Lead Site Reliability Engineer

2 weeks ago

Canada East Coast Masabi Full time $120,000 - $180,000 per year

Introducing Masabi

// At Masabi, we're driving the fare payment revolution, powering the journeys of millions all over the world. We build fare collection platforms that allow riders to seamlessly buy and present tickets for public transport either on their mobile phones, from a ticket machine, or even by tapping their bank card to travel.

Our Justride platform is used in over 250 locations globally, including some of the largest cities in the world. With our industry-first mobile ticketing SDK, we've partnered with large players in the transport space, including Uber, Moovit and Transit.

Your own journey is important to us too. Choosing a role here means joining a network of innovators from all walks of life; a group of passionate individuals who consistently deliver. Here, you'll find the tools you need to build the career you want. Whether you're taking the direct route or trying a new path, we'll support you no matter what.

The Role_
// We're looking for a Lead Site Reliability Engineer to join our platform team, someone who's confident working hands-on with infrastructure, but also ready to shape how we scale and operate as a global team.

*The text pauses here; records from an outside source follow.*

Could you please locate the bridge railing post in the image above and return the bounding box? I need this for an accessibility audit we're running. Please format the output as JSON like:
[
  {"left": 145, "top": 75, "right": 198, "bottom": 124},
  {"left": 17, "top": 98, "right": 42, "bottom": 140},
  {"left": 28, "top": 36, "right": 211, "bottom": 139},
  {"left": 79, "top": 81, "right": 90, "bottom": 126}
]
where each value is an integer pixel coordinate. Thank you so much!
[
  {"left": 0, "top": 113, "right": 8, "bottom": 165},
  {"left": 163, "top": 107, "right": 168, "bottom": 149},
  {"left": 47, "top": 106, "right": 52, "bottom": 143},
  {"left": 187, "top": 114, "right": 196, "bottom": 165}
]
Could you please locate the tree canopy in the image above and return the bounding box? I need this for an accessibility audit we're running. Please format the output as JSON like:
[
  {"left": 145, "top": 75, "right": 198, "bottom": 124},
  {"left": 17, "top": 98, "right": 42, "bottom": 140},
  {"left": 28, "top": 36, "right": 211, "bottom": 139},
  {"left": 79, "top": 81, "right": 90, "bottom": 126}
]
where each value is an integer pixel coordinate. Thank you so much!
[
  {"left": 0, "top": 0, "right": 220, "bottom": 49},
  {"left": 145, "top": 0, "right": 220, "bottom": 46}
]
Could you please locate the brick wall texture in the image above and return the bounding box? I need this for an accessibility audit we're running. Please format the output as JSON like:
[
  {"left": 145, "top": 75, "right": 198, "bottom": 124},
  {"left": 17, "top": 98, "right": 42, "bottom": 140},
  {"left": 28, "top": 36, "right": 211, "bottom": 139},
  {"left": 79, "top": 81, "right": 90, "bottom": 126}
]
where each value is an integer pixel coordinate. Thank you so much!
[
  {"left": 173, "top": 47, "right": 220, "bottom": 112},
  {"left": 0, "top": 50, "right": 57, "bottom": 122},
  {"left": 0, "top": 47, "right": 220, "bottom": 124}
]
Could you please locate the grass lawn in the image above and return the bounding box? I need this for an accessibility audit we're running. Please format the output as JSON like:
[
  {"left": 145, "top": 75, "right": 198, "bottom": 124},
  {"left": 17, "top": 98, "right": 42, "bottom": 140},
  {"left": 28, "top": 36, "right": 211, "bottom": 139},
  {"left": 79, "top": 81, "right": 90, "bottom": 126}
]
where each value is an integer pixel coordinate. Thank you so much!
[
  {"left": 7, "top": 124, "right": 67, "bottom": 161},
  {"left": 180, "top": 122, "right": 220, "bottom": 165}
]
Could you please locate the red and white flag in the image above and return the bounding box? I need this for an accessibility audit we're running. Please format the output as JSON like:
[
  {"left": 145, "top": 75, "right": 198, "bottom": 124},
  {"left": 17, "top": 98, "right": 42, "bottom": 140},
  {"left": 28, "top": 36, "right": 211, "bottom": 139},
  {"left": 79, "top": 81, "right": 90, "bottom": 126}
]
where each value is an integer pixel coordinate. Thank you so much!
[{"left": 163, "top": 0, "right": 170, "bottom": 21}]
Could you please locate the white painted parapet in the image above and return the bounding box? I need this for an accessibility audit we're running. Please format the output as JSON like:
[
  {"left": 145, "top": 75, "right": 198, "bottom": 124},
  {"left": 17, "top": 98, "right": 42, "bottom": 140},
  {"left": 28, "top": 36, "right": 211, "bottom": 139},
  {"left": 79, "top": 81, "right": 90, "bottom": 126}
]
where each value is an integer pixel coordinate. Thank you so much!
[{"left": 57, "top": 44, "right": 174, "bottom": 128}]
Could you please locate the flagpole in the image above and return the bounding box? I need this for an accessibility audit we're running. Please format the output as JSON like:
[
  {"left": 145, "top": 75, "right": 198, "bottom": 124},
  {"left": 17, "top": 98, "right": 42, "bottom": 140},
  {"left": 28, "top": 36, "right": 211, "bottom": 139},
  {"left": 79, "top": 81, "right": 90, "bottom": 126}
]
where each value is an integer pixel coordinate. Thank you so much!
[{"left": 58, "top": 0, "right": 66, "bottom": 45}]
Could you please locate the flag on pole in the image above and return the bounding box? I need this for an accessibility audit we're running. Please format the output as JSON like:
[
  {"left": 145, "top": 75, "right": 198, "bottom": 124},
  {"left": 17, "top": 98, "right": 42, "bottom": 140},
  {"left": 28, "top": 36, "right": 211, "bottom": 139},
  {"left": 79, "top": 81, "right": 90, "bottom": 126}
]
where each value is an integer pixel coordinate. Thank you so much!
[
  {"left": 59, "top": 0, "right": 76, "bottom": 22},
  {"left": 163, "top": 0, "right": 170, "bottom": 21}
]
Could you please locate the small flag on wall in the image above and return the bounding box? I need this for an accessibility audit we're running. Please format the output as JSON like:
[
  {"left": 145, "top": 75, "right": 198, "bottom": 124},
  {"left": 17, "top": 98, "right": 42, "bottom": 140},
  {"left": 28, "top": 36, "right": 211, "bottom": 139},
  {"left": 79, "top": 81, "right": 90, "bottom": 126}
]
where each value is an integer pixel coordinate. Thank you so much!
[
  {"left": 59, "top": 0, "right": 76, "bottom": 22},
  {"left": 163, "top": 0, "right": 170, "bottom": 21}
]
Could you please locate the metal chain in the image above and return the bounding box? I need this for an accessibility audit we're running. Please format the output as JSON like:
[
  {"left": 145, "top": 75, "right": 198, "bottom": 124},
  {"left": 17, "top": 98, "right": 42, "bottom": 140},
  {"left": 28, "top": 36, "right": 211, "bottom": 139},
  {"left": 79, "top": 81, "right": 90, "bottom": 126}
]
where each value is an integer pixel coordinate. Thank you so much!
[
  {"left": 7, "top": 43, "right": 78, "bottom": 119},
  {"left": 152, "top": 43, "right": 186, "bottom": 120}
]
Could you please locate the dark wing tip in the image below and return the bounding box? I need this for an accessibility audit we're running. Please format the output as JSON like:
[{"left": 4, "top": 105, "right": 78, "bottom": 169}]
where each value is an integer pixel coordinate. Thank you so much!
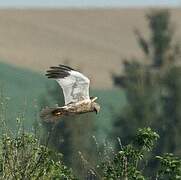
[
  {"left": 59, "top": 64, "right": 74, "bottom": 71},
  {"left": 45, "top": 64, "right": 74, "bottom": 79}
]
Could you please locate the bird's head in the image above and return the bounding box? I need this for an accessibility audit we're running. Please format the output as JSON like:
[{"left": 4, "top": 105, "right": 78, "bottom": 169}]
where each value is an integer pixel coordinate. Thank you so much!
[{"left": 91, "top": 97, "right": 101, "bottom": 114}]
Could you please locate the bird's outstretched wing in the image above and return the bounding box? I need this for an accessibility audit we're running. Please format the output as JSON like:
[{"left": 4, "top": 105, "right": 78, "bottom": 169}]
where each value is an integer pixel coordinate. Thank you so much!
[{"left": 46, "top": 65, "right": 90, "bottom": 105}]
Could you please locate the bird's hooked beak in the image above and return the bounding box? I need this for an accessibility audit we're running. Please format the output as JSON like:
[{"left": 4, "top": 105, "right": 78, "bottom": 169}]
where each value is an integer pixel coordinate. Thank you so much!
[
  {"left": 94, "top": 103, "right": 100, "bottom": 114},
  {"left": 91, "top": 97, "right": 97, "bottom": 102}
]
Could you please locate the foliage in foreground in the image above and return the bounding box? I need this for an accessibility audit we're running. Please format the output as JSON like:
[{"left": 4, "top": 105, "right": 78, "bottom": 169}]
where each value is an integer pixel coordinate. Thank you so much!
[
  {"left": 79, "top": 128, "right": 181, "bottom": 180},
  {"left": 0, "top": 133, "right": 75, "bottom": 180}
]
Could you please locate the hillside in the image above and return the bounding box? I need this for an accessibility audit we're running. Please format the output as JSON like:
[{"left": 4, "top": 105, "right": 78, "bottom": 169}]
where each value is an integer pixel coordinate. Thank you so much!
[
  {"left": 0, "top": 8, "right": 181, "bottom": 89},
  {"left": 0, "top": 63, "right": 125, "bottom": 136}
]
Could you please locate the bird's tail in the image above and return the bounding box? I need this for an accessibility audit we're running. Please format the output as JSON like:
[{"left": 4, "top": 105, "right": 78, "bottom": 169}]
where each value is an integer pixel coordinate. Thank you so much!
[{"left": 40, "top": 107, "right": 65, "bottom": 123}]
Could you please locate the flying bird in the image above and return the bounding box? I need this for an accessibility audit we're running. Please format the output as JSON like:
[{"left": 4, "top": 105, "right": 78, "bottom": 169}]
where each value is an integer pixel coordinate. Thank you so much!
[{"left": 40, "top": 65, "right": 100, "bottom": 122}]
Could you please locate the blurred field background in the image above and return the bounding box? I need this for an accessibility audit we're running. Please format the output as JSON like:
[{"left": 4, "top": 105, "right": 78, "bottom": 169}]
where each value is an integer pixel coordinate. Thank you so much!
[{"left": 0, "top": 4, "right": 181, "bottom": 179}]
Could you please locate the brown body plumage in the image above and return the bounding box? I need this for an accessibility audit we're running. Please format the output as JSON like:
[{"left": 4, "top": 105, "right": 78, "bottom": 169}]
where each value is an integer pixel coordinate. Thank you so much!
[
  {"left": 41, "top": 98, "right": 100, "bottom": 122},
  {"left": 40, "top": 65, "right": 100, "bottom": 122}
]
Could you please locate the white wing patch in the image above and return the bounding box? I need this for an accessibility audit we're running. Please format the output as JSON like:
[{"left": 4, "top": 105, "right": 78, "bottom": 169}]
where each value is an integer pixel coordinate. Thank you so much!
[{"left": 47, "top": 65, "right": 90, "bottom": 105}]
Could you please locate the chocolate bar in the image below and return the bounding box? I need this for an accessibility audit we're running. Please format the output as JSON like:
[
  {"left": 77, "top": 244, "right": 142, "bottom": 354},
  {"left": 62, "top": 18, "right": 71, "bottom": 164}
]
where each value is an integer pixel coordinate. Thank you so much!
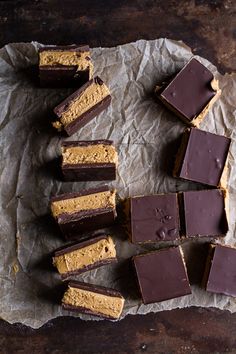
[
  {"left": 180, "top": 189, "right": 228, "bottom": 237},
  {"left": 174, "top": 128, "right": 231, "bottom": 188},
  {"left": 61, "top": 140, "right": 118, "bottom": 181},
  {"left": 130, "top": 193, "right": 180, "bottom": 243},
  {"left": 53, "top": 76, "right": 111, "bottom": 135},
  {"left": 51, "top": 186, "right": 116, "bottom": 239},
  {"left": 53, "top": 235, "right": 117, "bottom": 279},
  {"left": 156, "top": 59, "right": 221, "bottom": 126},
  {"left": 39, "top": 45, "right": 93, "bottom": 87},
  {"left": 203, "top": 244, "right": 236, "bottom": 297},
  {"left": 62, "top": 281, "right": 125, "bottom": 320},
  {"left": 133, "top": 247, "right": 191, "bottom": 304}
]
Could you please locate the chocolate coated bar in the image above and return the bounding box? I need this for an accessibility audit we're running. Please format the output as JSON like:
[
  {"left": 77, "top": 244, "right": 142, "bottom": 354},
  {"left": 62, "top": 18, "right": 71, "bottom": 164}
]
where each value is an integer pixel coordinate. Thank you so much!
[
  {"left": 61, "top": 140, "right": 118, "bottom": 181},
  {"left": 39, "top": 45, "right": 93, "bottom": 87},
  {"left": 51, "top": 186, "right": 116, "bottom": 239},
  {"left": 157, "top": 59, "right": 220, "bottom": 126},
  {"left": 203, "top": 244, "right": 236, "bottom": 297},
  {"left": 174, "top": 128, "right": 231, "bottom": 188},
  {"left": 53, "top": 76, "right": 111, "bottom": 135},
  {"left": 133, "top": 247, "right": 191, "bottom": 304},
  {"left": 62, "top": 281, "right": 125, "bottom": 319},
  {"left": 53, "top": 235, "right": 117, "bottom": 279},
  {"left": 181, "top": 189, "right": 228, "bottom": 237},
  {"left": 130, "top": 193, "right": 180, "bottom": 243}
]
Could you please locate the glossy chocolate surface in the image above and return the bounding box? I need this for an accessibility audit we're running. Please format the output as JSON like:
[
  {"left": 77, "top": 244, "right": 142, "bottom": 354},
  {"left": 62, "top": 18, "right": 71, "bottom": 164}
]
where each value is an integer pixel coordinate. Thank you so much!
[
  {"left": 182, "top": 189, "right": 228, "bottom": 237},
  {"left": 206, "top": 245, "right": 236, "bottom": 297},
  {"left": 133, "top": 247, "right": 191, "bottom": 304},
  {"left": 177, "top": 128, "right": 231, "bottom": 187},
  {"left": 160, "top": 59, "right": 216, "bottom": 121},
  {"left": 130, "top": 193, "right": 179, "bottom": 243},
  {"left": 62, "top": 140, "right": 116, "bottom": 181}
]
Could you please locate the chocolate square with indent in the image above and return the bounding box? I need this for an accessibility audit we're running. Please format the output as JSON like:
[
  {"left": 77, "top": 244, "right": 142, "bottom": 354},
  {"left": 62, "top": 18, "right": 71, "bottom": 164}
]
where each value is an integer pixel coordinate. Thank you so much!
[
  {"left": 159, "top": 59, "right": 216, "bottom": 123},
  {"left": 206, "top": 245, "right": 236, "bottom": 297},
  {"left": 133, "top": 247, "right": 191, "bottom": 304},
  {"left": 181, "top": 189, "right": 228, "bottom": 237},
  {"left": 174, "top": 128, "right": 231, "bottom": 187},
  {"left": 130, "top": 193, "right": 180, "bottom": 243}
]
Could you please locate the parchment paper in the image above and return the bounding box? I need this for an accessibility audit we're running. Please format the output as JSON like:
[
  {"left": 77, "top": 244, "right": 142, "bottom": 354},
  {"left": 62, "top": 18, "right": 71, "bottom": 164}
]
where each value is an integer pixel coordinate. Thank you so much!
[{"left": 0, "top": 39, "right": 236, "bottom": 328}]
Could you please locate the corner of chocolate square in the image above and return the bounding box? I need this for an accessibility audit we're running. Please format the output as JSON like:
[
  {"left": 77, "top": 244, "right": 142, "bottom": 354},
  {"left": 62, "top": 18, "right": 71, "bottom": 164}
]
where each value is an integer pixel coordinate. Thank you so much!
[
  {"left": 39, "top": 45, "right": 93, "bottom": 87},
  {"left": 133, "top": 247, "right": 191, "bottom": 304},
  {"left": 61, "top": 140, "right": 118, "bottom": 181},
  {"left": 53, "top": 77, "right": 111, "bottom": 135},
  {"left": 157, "top": 58, "right": 221, "bottom": 127},
  {"left": 51, "top": 186, "right": 116, "bottom": 239},
  {"left": 53, "top": 234, "right": 117, "bottom": 279},
  {"left": 173, "top": 128, "right": 231, "bottom": 188},
  {"left": 62, "top": 281, "right": 125, "bottom": 320},
  {"left": 181, "top": 189, "right": 228, "bottom": 238},
  {"left": 130, "top": 193, "right": 180, "bottom": 243},
  {"left": 203, "top": 244, "right": 236, "bottom": 297}
]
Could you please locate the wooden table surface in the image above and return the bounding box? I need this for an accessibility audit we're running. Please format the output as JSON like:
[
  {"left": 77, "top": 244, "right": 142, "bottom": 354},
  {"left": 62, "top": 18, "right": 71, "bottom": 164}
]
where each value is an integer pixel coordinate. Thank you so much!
[{"left": 0, "top": 0, "right": 236, "bottom": 354}]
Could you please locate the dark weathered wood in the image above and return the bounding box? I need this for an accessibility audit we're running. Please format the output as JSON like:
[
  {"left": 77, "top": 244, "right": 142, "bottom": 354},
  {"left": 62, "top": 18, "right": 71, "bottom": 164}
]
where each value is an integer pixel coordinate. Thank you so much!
[
  {"left": 0, "top": 308, "right": 236, "bottom": 354},
  {"left": 0, "top": 0, "right": 236, "bottom": 354},
  {"left": 0, "top": 0, "right": 236, "bottom": 71}
]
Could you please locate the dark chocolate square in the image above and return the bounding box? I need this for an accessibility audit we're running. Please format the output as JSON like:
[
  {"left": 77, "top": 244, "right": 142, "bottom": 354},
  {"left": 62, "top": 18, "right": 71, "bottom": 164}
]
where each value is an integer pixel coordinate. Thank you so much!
[
  {"left": 160, "top": 59, "right": 216, "bottom": 122},
  {"left": 133, "top": 247, "right": 191, "bottom": 304},
  {"left": 176, "top": 128, "right": 230, "bottom": 187},
  {"left": 206, "top": 245, "right": 236, "bottom": 297},
  {"left": 130, "top": 193, "right": 179, "bottom": 243},
  {"left": 182, "top": 189, "right": 228, "bottom": 237}
]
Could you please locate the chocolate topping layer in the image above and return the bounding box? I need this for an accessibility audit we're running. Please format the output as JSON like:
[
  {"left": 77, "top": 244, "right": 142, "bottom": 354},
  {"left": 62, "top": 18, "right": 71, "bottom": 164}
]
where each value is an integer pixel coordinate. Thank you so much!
[
  {"left": 53, "top": 235, "right": 116, "bottom": 278},
  {"left": 177, "top": 128, "right": 231, "bottom": 187},
  {"left": 133, "top": 247, "right": 191, "bottom": 304},
  {"left": 130, "top": 193, "right": 179, "bottom": 243},
  {"left": 160, "top": 59, "right": 216, "bottom": 121},
  {"left": 51, "top": 191, "right": 115, "bottom": 218},
  {"left": 206, "top": 245, "right": 236, "bottom": 297},
  {"left": 51, "top": 186, "right": 116, "bottom": 239},
  {"left": 182, "top": 189, "right": 228, "bottom": 237}
]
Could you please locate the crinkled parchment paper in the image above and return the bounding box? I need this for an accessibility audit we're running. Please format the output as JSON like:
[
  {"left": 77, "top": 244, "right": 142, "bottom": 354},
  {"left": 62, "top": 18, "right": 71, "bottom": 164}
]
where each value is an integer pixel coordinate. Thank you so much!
[{"left": 0, "top": 39, "right": 236, "bottom": 328}]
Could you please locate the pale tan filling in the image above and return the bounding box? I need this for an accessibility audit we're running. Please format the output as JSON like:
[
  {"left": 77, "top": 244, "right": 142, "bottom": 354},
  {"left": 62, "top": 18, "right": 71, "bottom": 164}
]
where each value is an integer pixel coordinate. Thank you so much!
[
  {"left": 62, "top": 144, "right": 118, "bottom": 165},
  {"left": 56, "top": 82, "right": 110, "bottom": 126},
  {"left": 62, "top": 286, "right": 124, "bottom": 318},
  {"left": 53, "top": 237, "right": 116, "bottom": 274},
  {"left": 39, "top": 50, "right": 92, "bottom": 71},
  {"left": 51, "top": 191, "right": 116, "bottom": 217}
]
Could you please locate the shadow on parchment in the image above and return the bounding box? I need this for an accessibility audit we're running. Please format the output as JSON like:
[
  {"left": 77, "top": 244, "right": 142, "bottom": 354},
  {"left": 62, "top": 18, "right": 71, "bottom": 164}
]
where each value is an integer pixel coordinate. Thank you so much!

You'll take ownership of key systems, lead cross-functional work, and help evolve the way we build for performance, reliability, and security. This role is ideal for those who enjoy solving complex problems, improving systems through automation, and supporting others as they grow. It's a chance to have both technical depth and meaningful influence, while staying close to the work that matters.

Location_
This role is available in a remote model to candidates based in Canada (East Coast time zone).

What You'll Be Doing_

Build and automate reliable systems

Lead design discussions and make key architectural decisions for reliability, scalability, and performance.
Establish SRE standards and best practices (IaC patterns, CI/CD maturity, observability, etc.) across teams.
Design and manage infrastructure using Terraform and CloudFormation
Build and evolve CI/CD pipelines that support fast, safe, and frequent deployments
Automate manual tasks to reduce operational load and enable faster delivery
Help expand our infrastructure globally, scaling up new environments with care

Improve visibility, scale and performance

Define and maintain SLIs, SLOs, and alerting strategies aligned with user experience
Implement monitoring solutions that give us clear, early signals during incidents
Lead capacity planning and performance tuning as our systems and teams grow
Identify opportunities to improve architecture for resilience and cost-effectiveness

Own reliability and incident response

Lead or contribute to incident response, root cause analysis, and post-incident reviews
Design and maintain disaster recovery and failover strategies
Partner with compliance and security teams to meet frameworks like SOC 2 and PCI

Support others and share your knowledge

Collaborate with engineers, architects, and product teams to embed SRE practices from the start and define long-term platform reliability strategy
Mentor others in areas like observability, incident readiness, and infrastructure-as-code
Document systems and processes clearly to support learning and long-term success
Partake of the on-call rotation, shared with the team and paid on top of salary

About You_

// You're an experienced SRE who combines technical depth with curiosity, care, and a desire to make things better for the platform, the team, and the people using our systems.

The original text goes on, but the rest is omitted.